Comment Good research, bad reporting (Score 1) 315

The reporting of this research seems to misinterpret the results a bit. It's important to keep in mind that North American studies are based on self-reporting, and it has been demonstrated that people self-report time in bed, rather than actual sleeping time.

Thus, the main result of the study is that Americans and hunter-gatherers sleep about the same on average, and that the amount of actual sleep associated with negative health outcomes in North America is less than 4 - 6 hours per night (as opposed to 7 - 8 hours).

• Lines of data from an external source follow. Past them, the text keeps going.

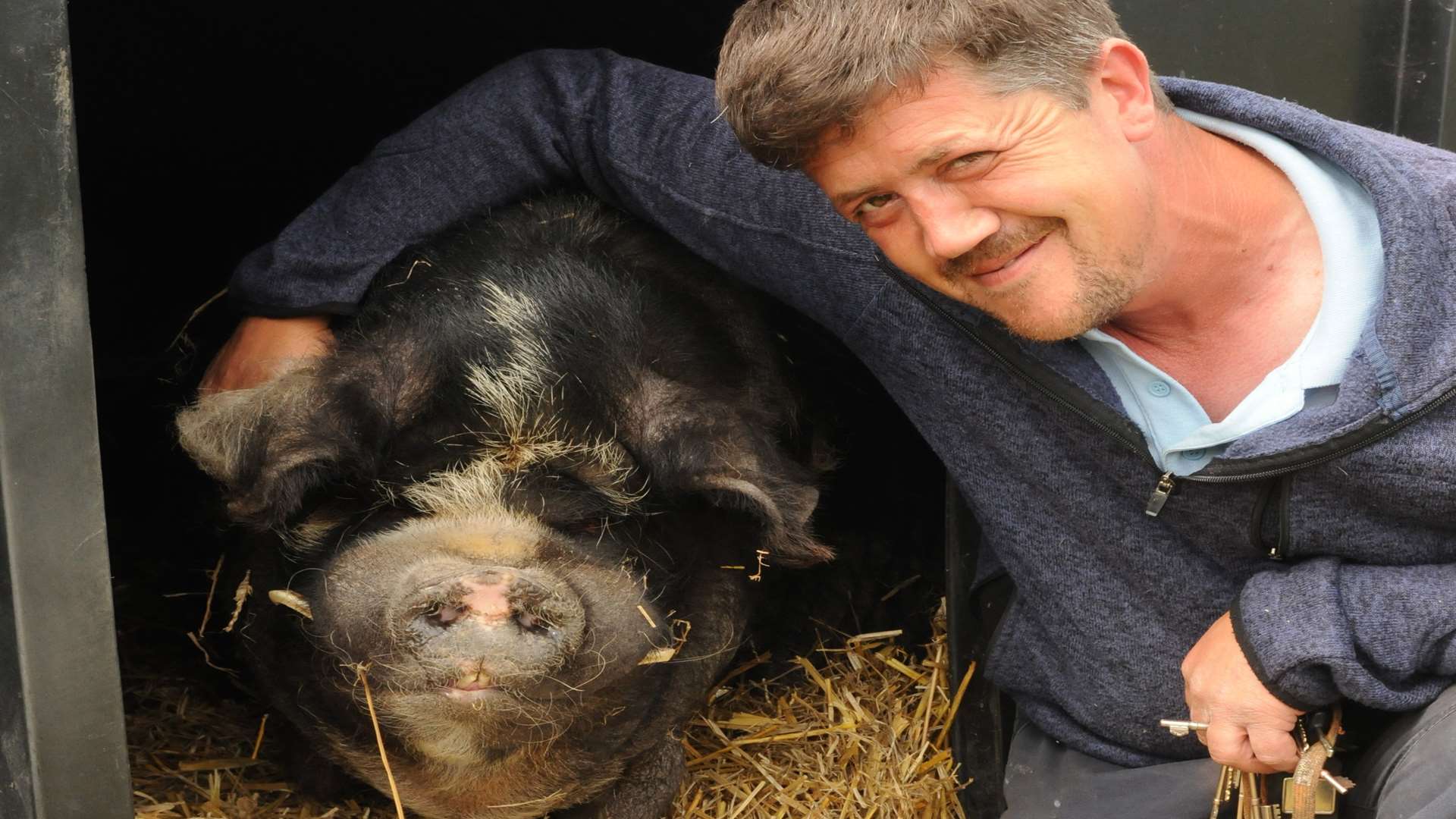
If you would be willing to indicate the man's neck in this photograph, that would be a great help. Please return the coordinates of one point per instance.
(1237, 270)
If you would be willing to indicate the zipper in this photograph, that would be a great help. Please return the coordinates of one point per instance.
(1166, 482)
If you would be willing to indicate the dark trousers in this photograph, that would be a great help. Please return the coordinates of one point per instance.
(1405, 770)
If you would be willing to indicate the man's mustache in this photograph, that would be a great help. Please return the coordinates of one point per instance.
(1005, 242)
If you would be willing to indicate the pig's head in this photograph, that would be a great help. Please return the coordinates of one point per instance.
(520, 500)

The study also shows that technology and modern lifestyles do not, on average, disrupt North American sleep cycles. Further, the study indicates that humans do not naturally sleep according to dark and light, but rather to the ambient temperature. Finally, it suggests that humans may not naturally engage in biphasic sleep, although this could be because of the daily temperature cycles in East Africa and the Southern Andes.

Comment Re:Depends (Score 1) 315

This is not science, this is anecdotal.

It's not anecdotal - which refers to personal accounts - but rather involves a quantitative measurement made on many people, in different subpopulations (using a sleep tracking pedometer-like device). It's not really hypothesis-driven, so maybe it's "not science." I guess it depends on whether or not you think Karl Popper should get to decide who's a bad scientist.

The problem with the articles about this study is that they mention the glaring fact which explains away the result, but don't explore it. American sleep studies are based on self-reporting, but people tend to self-report time spent in bed rather than actual sleeping time. Account for that, and most people sleep a similar amount, whether American or hunter-gatherer. Further, it makes it clear that negative health outcomes are associated with regularly sleeping less than 4 - 6 hours a night.

As a researcher quoted by the NYT article said, "a healthy amount of sleep is whatever lets you wake up feeling alert and refreshed."

Comment Re:Next article: Water is wet (Score 1) 370

Why do you single out water? Aren't all liquids wet?

If wetness is a feeling you get from coming into contact with some substances, then I think there are non-wet liquids (and wet solids and gasses.

OTOH, if wetness is shorthand for waterness, then there are definitely wet solids and gasses, and assuredly dry liquids (anhydrous solvents of various kinds, mercury at room temp, etc).